I have a document database that is essentially just a tree of directories that holds .htm and .html files. The search script opens up all files in a certain directory and searches each one for keywords, then returns scored results.
I want the script to disply like following:
X. TITLE
DESCRIPTION
I need help pulling out the title and description from the .htm files.

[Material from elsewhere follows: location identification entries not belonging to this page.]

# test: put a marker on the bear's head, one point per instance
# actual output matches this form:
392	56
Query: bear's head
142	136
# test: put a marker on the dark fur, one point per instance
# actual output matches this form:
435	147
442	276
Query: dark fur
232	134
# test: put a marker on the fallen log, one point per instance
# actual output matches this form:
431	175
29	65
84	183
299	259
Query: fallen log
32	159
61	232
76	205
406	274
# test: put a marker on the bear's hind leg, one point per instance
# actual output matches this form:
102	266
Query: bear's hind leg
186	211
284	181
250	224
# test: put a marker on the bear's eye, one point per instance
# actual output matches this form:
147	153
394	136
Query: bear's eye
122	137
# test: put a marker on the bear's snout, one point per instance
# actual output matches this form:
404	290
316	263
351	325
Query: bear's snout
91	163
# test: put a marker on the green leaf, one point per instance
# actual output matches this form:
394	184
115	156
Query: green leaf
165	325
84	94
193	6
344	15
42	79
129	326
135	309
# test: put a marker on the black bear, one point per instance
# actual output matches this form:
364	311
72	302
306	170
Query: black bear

here is my current code, which isn't working:
$fp = fopen($file, r);
$fread = fread($fp, filesize($file));
fclose($fp);
$fc = preg_replace("/(<\/?)(\w+)([^>]*>)/e", "'\\1'.strtolower('\\2').'\\3'", $fread); // make html tags lowercase
$title = preg_replace("!.*?<title>(.*?)</title>.*?!is", "$1", $fc); // get the title
$raw_body = preg_replace("!.*?<body.*?>(.*?)</body>.*?!is", "$1", $fc); // get body from file
I'm almost positive that the code is not in a logical order. I am teaching myself PHP and am having a bit of trouble with preg_match (is there somewhere that has a good tutorial for all the switches, etc??)
here is what I'm trying to get the code to do:
1) Open the file and read the entire contents - make all <> tags lowercase
2) Remove the text between <title> and </title> for $title
3) Remove the text between <body *> and </body> for $raw_body
4) Remove the HTML tags from $raw_body so it is now just plain text ($body)
After that I go ahead and search everything and format the output.
If possible, I also need to know how to grab 75 characters both ways from a found term (for 150 char description).. I.e., if someone searches for "help" and help is found in $body, I need 75 characters before "help" and after "help" for the description.
Thanks for any and all help anyone can provide!
tgmsocal